Can help you with: Pharmacokinetics and its principles, drug metabolism and its clinical importance, the relationship between drug structure and duration of action, tissue distribution, the discovery of serotonin, and the history of modern pharmacology in America.

Ahlquist proposed in 1948 that the effects of adrenaline on different tissues were mediated by two types of receptors, which he called alpha and beta adrenoreceptors. The proposal, rejected by the major pharmacology journal as “speculation,” was finally proved correct when James Black developed propranolol — the first selective beta blocker — in 1964. The alpha-beta classification remains the basis of adrenergic pharmacology, beta blockers are among the most widely prescribed drugs in history, and Ahlquist’s original paper is a classic of receptor theory.

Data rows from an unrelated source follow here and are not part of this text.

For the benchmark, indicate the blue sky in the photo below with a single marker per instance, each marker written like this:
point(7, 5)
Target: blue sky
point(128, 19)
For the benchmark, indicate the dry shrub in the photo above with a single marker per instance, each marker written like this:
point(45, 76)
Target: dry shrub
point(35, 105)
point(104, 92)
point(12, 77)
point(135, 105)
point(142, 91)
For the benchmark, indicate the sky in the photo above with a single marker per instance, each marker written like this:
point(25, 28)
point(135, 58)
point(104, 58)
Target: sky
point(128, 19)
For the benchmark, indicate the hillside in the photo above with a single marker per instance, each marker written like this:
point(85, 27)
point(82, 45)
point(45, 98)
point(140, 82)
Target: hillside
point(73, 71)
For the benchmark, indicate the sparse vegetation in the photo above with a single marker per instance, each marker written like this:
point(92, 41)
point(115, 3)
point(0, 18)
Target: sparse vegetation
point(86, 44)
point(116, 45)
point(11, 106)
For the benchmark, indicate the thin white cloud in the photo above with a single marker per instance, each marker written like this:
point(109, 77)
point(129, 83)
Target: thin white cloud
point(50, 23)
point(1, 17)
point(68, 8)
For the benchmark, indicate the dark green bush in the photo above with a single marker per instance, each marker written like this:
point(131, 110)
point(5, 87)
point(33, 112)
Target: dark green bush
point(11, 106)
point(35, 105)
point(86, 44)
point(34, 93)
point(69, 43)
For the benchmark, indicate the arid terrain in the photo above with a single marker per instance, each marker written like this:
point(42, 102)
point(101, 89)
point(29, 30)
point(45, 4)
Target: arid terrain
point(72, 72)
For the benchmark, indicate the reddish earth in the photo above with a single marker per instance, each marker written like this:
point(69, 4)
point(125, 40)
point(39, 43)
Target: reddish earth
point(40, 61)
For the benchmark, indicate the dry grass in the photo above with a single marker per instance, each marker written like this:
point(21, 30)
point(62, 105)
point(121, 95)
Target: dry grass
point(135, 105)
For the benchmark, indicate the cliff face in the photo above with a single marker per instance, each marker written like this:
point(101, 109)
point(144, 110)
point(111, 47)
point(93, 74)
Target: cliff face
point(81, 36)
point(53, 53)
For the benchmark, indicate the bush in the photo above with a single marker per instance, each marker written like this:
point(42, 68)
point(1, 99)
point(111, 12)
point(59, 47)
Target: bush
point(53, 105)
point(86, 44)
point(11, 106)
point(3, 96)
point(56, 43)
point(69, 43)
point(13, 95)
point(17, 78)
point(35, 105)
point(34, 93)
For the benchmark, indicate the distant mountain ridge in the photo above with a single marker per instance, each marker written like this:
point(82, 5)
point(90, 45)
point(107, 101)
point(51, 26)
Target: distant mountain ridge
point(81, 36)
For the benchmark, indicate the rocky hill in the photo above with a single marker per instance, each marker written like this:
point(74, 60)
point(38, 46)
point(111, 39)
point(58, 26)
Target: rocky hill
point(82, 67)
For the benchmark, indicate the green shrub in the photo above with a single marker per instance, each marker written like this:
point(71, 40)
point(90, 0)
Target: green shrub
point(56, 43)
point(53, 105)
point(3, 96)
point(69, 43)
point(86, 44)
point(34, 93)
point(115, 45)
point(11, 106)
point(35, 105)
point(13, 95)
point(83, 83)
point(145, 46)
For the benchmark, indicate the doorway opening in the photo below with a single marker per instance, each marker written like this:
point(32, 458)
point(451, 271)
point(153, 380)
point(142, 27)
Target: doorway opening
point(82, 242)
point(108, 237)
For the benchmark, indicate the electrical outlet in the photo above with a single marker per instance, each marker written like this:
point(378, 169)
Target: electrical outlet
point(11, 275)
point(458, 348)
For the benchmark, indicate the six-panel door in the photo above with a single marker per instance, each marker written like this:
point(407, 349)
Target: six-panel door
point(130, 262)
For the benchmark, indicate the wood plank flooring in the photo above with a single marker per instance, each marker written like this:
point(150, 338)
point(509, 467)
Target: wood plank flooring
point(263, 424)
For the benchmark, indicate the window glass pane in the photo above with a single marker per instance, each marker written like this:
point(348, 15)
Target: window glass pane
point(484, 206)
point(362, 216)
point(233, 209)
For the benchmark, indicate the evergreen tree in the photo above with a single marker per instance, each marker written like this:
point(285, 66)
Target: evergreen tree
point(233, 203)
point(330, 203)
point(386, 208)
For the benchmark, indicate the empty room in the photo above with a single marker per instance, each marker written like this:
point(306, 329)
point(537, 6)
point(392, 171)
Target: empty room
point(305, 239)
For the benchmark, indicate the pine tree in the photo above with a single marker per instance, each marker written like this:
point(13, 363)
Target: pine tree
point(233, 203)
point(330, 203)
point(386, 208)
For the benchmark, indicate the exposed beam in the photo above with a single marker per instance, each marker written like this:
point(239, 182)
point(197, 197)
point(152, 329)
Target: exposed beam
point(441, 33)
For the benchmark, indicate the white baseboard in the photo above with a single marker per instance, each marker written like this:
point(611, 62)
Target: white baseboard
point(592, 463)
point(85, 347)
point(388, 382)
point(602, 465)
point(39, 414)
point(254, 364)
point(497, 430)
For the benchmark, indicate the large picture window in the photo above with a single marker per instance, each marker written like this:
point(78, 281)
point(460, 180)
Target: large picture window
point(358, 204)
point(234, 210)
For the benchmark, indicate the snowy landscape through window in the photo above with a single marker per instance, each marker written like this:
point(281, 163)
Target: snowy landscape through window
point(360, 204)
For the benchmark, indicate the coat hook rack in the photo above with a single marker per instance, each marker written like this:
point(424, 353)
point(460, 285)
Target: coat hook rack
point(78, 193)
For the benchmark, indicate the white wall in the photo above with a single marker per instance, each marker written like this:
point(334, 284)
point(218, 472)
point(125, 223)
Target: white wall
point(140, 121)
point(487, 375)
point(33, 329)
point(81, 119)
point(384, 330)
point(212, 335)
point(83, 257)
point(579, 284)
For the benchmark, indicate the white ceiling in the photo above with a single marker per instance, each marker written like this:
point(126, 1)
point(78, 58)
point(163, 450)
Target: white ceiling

Can help you with: Alpha and beta adrenergic receptors, the pharmacology of adrenaline and noradrenaline, receptor subtype classification, the history of beta blockers, the relationship between receptor theory and drug design, and how a correct but speculative hypothesis can sit unrecognised for fifteen years.

Elion co-developed with George Hitchings the rational drug design approach that produced some of the most important drugs of the twentieth century. Her personal contributions include 6-mercaptopurine (childhood leukaemia, first effective treatment), azathioprine (organ transplant immunosuppression, enabling the entire transplant era), allopurinol (gout), acyclovir (herpes), and AZT (HIV, though she had retired). She never completed a PhD — she was denied a place in graduate school twice because of her gender — and worked in industry rather than academia for her entire career.

Can help you with: Rational drug design, purine analogue pharmacology, the history of childhood leukaemia treatment, organ transplantation and immunosuppression, antiviral drug development, the Nobel Prize in an industrial research context, and the systematic exclusion of women from academic science in the mid-twentieth century.

Carlsson proved that dopamine is a neurotransmitter in its own right (not merely a precursor to noradrenaline), showed that reserpine depletes dopamine causing Parkinson-like symptoms, and demonstrated that L-DOPA restores dopamine levels and reverses those symptoms. His work opened the dopamine hypothesis of Parkinson’s disease, the dopamine theory of schizophrenia, and the whole field of neuropsychopharmacology. He received the Nobel Prize in 2000. He was still publishing original research in his eighties.

Can help you with: Dopamine as a neurotransmitter, the pathophysiology of Parkinson’s disease, L-DOPA therapy, the dopamine hypothesis of schizophrenia, the history of antipsychotic drugs, neuropsychopharmacology and its founding, and the relationship between basic neuroscience and clinical psychiatry.

Black invented two of the most important classes of drugs of the twentieth century by applying Ahlquist’s receptor theory to drug design. Propranolol (1964), the first beta blocker, targeted cardiac beta receptors to treat angina and hypertension. Cimetidine (1976), the first H2 antagonist, blocked histamine receptors in the stomach to treat peptic ulcers without surgery. Both drugs were designed from first principles of receptor pharmacology rather than discovered by screening. Black received the Nobel Prize in 1988 with Hitchings and Elion. His approach proved that understanding receptors makes drug design tractable.

Can help you with: Beta blockers and their design, H2 receptor antagonists, receptor-targeted drug design, the history of angina and hypertension treatment, the treatment of peptic ulcers before and after cimetidine, the 1988 Nobel Prize, and the application of receptor pharmacology to therapeutic development.